Then they started the absurd Corante. The jumping steps were performed on tip-toe, and punctuated by countless bows and curtseys. There was a large audience, as very few of the company had yet learned it. When it was over, it was greeted with enthusiastic applause.
The courtiers proceeded to refresh themselves with Hippocras and lemonade. Suddenly the little Marquis seized the cloak of the Comte, and piped out in an excited voice:—
‘Look, Comte, over there ... I swear it is our old friend, the ghost of the fashion of 1640!’
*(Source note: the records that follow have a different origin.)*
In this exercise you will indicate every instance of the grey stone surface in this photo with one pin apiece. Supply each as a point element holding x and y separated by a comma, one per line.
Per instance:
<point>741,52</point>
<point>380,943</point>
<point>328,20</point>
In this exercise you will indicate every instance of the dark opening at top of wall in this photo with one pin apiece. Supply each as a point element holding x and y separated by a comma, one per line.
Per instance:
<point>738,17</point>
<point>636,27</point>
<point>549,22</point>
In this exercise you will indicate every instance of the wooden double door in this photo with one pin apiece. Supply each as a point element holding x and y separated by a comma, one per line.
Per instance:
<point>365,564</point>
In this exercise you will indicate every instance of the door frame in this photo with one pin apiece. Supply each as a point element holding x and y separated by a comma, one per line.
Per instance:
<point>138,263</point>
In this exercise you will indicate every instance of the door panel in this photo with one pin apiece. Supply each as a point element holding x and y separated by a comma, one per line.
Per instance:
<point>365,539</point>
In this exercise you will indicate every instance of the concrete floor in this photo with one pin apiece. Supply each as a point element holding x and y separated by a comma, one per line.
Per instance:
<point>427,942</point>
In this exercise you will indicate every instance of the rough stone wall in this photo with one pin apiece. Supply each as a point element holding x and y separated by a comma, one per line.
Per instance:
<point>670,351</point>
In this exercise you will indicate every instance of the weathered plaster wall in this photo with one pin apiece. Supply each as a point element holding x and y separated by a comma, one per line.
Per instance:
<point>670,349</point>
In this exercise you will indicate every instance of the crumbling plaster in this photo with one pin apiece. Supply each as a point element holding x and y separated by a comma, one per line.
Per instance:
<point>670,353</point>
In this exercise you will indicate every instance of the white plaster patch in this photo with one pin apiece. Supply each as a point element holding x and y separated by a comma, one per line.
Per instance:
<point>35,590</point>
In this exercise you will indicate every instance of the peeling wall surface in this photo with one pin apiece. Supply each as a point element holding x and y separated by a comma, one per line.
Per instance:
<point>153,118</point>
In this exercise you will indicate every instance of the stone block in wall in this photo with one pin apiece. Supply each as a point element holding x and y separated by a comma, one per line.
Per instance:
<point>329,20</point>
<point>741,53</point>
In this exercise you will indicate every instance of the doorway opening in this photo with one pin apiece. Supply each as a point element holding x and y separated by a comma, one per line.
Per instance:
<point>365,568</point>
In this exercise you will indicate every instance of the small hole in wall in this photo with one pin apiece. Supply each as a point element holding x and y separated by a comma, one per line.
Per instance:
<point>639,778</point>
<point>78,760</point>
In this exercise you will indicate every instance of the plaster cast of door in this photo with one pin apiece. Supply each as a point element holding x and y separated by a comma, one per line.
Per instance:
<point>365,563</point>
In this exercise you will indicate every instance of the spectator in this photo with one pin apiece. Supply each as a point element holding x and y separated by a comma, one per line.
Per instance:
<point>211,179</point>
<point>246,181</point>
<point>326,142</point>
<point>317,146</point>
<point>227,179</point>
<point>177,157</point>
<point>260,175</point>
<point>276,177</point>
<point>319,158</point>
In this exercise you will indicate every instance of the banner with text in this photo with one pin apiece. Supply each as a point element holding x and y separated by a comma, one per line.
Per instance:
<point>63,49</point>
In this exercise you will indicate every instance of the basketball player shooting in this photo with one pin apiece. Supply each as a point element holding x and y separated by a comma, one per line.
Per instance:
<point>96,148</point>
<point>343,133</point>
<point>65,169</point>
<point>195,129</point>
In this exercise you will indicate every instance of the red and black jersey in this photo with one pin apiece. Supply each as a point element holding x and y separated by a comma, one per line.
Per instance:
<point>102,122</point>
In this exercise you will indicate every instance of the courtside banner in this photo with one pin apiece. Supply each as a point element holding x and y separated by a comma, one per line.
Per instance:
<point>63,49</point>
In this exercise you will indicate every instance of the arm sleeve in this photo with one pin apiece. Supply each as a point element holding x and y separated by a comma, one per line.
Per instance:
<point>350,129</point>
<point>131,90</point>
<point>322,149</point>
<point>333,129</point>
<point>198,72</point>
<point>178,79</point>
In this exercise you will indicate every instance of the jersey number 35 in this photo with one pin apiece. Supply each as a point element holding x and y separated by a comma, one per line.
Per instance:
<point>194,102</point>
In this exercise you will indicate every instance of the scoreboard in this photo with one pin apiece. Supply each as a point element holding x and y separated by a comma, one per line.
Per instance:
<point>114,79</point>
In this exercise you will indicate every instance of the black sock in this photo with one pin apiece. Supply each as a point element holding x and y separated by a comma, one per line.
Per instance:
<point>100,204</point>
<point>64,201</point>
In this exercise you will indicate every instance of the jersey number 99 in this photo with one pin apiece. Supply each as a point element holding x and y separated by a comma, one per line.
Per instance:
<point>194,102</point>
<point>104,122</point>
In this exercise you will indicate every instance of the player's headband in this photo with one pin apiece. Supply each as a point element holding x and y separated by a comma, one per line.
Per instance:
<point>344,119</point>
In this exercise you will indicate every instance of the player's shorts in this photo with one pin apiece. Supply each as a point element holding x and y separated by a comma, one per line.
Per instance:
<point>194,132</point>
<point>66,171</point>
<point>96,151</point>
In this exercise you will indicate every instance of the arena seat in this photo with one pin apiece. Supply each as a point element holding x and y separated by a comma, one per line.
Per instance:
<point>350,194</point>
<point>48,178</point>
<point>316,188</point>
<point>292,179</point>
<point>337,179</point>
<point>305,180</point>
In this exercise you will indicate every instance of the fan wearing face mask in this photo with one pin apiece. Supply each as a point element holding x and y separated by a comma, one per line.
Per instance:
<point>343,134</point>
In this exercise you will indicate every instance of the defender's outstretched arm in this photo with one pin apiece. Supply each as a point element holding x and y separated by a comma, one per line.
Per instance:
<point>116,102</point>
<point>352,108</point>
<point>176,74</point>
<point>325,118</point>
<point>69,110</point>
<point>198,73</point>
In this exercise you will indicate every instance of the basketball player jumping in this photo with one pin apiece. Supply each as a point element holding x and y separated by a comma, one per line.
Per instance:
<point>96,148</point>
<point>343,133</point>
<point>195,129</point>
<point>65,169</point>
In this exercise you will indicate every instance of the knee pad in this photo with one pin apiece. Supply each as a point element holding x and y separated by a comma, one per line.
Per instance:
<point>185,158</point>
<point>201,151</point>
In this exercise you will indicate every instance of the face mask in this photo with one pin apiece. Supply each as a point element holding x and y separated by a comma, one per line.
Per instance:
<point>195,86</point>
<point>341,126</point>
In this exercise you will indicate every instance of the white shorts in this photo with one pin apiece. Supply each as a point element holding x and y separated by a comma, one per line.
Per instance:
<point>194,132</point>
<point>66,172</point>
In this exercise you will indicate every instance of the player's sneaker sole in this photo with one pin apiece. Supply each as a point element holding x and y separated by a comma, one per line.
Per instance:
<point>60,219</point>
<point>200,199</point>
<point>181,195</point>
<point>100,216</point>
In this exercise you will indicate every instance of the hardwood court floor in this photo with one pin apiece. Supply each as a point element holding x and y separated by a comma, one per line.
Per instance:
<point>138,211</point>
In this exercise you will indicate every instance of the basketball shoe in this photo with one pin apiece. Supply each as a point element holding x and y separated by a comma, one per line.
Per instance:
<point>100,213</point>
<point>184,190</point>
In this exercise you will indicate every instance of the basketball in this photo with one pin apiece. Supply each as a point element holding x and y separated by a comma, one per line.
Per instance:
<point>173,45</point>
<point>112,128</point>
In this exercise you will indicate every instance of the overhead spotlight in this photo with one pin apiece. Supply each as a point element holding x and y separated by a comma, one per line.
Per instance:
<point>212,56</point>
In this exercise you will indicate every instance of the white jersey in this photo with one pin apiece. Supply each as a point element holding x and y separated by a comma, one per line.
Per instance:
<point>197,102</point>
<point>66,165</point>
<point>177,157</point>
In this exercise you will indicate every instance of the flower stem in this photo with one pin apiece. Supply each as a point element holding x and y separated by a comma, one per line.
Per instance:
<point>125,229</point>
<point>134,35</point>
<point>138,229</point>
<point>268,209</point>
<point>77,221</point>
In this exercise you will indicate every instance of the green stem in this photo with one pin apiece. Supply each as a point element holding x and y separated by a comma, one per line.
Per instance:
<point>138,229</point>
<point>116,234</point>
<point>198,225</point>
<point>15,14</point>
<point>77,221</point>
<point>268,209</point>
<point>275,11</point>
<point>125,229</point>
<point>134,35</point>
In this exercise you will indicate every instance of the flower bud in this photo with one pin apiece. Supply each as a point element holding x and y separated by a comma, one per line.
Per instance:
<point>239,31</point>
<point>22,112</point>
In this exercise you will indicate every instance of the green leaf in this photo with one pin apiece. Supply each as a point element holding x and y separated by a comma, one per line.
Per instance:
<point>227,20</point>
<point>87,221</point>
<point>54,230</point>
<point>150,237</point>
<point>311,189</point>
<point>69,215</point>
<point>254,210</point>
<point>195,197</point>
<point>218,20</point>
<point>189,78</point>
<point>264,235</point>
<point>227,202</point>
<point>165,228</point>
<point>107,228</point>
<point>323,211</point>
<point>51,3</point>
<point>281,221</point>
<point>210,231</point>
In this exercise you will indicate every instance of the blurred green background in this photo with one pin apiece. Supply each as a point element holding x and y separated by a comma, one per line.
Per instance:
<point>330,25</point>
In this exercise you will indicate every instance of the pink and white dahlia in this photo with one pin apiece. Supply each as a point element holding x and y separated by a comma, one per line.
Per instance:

‘It is, it is, it’s the black shadow of the white Ariane! The crotesque and importunate gallant!’ They made a dash for Monsieur Troqueville, who was trying hard to look unconscious, and leaping round him beset him with a volley of somewhat questionable jests. All eyes were turned on him, eyebrows were raised, questioning glances were exchanged. Madame Troqueville sat quite motionless, gazing in front of her, determined not to hear what they were saying. She would not be forced to see things too closely.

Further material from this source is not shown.